Anyway, I knew WJ and Red would appreciate my posting them.

Joke 1:

A lawyer dies and goes to Heaven. "There must be some mistake," the lawyer argues. "I'm too young to die. I'm only 55." "Fifty-five?" says Saint Peter. "No, according to out calculations, you're 82." "How'd you get that?" the lawyer asks. Answers St. Peter, "We added up your time sheets."

Joke 2:

What's the difference between a good lawyer and a bad lawyer?

A bad lawyer can let a case drag out for several years. A good lawyer can make it last even longer.

Joke 3:

One day in Contract Law class, the professor asked one of his better students, "Now if you were to give someone an orange, how would you go about it?"

The student replied, "Here's an orange."

The professor was livid. "No! No! Think like a lawyer!"

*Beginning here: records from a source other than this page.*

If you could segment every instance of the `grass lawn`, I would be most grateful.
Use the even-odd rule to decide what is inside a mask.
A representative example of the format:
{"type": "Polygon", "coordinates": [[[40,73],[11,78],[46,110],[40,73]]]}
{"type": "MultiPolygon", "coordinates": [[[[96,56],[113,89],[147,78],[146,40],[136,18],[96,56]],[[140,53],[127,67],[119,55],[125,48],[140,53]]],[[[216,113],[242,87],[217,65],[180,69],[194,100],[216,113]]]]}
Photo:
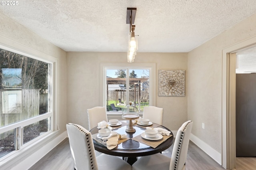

The student then recited, "Okay, I'd tell him, 'I hereby give and convey to you all and singular, my estate and interests, rights, claim, title, claim and advantages of and in, said orange, together with all its rind, juice, pulp, and seeds, and all rights and advantages with full power to bite, cut, freeze and otherwise eat, the same, or give the same away with and without the pulp, juice, rind and seeds, anything herein before or hereinafter or in any deed, or deeds, instruments of whatever nature or kind whatsoever to the contrary in anywise notwithstanding..."

Joke 4:

As the lawyer awoke from surgery, he asked, "Why are all the blinds drawn?" The nurse answered, "There's a fire across the street, and we didn't want you to think you had died."

Joke 5:

A woman and her little girl were visiting the grave of the little girl's grandmother. On their way through the cemetery back to the car, the little girl asked, "Mummy, do they ever bury two people in the same grave?"

"Of course not, dear," replied the mother, "Why would you think that?"

"The tombstone back there said... 'Here lies a lawyer and an honest man.'"

Joke 6:

Santa Claus, the tooth fairy, an honest lawyer and an old drunk are walking down the street together when they simultaneously spot a hundred dollar bill. Who gets it? The old drunk, of course, the other three are fantasy creatures.

Joke 7:

At a convention of biological scientists, one researcher remarks to another, "Did you know that in our lab we have switched from mice to lawyers for our experiments?" "Really?" the other replied, "Why did you switch?" "Well, for three reasons. First we found that lawyers are far more plentiful, second, the lab assistants don't get so attached to them, and thirdly there are some things even a rat won't do."

Joke 8:

What does a lawyer get when you give him Viagra?

Taller.

Joke 9:

The lawyer's son wanted to follow in his father's footsteps, so he went to law school and graduated with honors. Then he went home to join his father's firm.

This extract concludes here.